I was getting very angry and sad and disappointed at the reaction her statement has sparked. Then I read Thelparole’s comment and it made me feel so much better. if nixon was telling the truth the first time around, it wouldn’t have been bad anyway. I’m sick of hearing lgbtq people trying to define other people without knowing anything about them. It might be a choice for some people, just because it isn’t a choice for the majority, does not mean everyone works the same way….It threatens no one to say that. The people who threaten the lgbtq community are the people who hate the lgbtq community.
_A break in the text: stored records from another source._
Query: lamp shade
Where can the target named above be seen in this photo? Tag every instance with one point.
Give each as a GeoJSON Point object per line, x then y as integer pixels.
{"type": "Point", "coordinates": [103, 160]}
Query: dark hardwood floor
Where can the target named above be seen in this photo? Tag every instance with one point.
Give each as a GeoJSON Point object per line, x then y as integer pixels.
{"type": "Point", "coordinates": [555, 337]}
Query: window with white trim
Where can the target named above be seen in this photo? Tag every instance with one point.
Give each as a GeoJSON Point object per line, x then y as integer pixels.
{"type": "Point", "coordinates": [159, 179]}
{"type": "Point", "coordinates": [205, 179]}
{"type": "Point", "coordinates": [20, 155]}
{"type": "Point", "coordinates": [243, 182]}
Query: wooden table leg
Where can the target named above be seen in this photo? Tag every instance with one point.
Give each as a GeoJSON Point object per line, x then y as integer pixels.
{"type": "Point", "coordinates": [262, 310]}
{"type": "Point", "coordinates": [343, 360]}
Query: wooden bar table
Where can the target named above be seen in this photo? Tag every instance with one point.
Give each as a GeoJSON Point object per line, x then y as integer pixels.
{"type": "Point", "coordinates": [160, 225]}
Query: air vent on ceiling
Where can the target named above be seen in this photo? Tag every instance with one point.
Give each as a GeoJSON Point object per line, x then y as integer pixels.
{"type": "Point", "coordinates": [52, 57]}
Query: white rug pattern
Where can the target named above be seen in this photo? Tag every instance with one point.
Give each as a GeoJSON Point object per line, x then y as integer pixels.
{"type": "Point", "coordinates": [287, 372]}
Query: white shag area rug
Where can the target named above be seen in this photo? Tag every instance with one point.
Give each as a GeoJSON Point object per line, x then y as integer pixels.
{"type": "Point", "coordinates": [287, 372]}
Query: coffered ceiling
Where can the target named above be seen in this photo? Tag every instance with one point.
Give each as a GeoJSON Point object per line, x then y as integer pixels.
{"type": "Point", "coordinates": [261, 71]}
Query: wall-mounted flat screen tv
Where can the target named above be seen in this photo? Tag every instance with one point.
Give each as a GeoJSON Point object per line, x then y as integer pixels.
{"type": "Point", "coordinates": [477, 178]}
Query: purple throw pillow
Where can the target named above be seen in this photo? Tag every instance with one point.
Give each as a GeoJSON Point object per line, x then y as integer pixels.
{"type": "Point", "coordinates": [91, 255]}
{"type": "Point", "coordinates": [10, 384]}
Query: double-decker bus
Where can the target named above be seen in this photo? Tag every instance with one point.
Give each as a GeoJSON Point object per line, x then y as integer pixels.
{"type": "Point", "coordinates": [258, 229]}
And the people who put so much shame in the idea that maybe for some people, there is a choice. Big deal. It wouldn’t be a bad one!
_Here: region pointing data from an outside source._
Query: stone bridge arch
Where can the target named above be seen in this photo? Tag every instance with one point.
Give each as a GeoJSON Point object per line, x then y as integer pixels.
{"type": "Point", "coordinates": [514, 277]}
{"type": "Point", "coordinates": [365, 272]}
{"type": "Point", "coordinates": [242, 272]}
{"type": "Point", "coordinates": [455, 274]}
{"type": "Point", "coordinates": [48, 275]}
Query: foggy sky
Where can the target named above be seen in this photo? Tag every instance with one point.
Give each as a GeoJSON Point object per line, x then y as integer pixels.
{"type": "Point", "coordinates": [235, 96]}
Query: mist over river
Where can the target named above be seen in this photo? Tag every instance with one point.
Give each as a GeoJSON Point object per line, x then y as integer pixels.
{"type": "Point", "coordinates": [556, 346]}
I don’t understand why this has been such a heated discussion. At no point in Cynthia Nixon’s initial article did she speak for all LGBTQ people. She spoke of her own experience and her own sexual orientation. I don’t know why the LGBTQ community took it upon themselves to project it onto themselves. Hasn’t that been the underlying foundation of our arguments for equality in fights (ex: same-sex marriage and the repeal of don’t ask, don’t tell)? This underlying notion that regardless of whether or not it a choice, we are individual commanders of our own identities and the government should not be excluding others, because certain identities do not fit within one such identity. Just like the ruling in Lawrence v. Texas held that a persons choice to engage in relationships, sexual or not, in the privacy of their own home cannot be regulated by the government (absent illegal relations, of course). It was a grand victory for LGBTQ persons, I believe, because instead of affirmatively carving out what is “right” or “allowed” in order to obtain this sort of equal treatment among the government, the courts merely stepped back and held it wasn’t to be regulated.
I stand behind her initial article, and do not think any sort of clarification or explanation was necessary. I believe that LGBTQ folks missed the point on this one and I think the general reaction was extremely hypocritical and frustrating. If people pay attention to this dialogue that ensued after she did this interview, I think some glaring potential problems in the fight for “equality” really surface here. It’s important to reevaluate the fight we are fighting in.
After weeks of heated discussion in the LGBT community following Cynthia Nixon’s comment that she chooses to be gay, the actress has released a statement clarifying what she meant to say in the original interview. Read the whole statement at the Advocate article above, but here’s the most telling part:
“While I don’t often use the word, the technically precise term for my orientation is bisexual. I believe bisexuality is not a choice, it is a fact. What I have ‘chosen’ is to be in a gay relationship.
“As I said in the Times and will say again here, I do, however, believe that most members of our community — as well as the majority of heterosexuals — cannot and do not choose the gender of the persons with whom they seek to have intimate relationships because, unlike me, they are only attracted to one sex.That’s that. What’s great is how she inadvertently started a nationwide conversation on how we arrive at our sexualities, particularly the unspoken hierarchy of “born this way” vs. “chose this way.” Glad to have some closure with this one, though.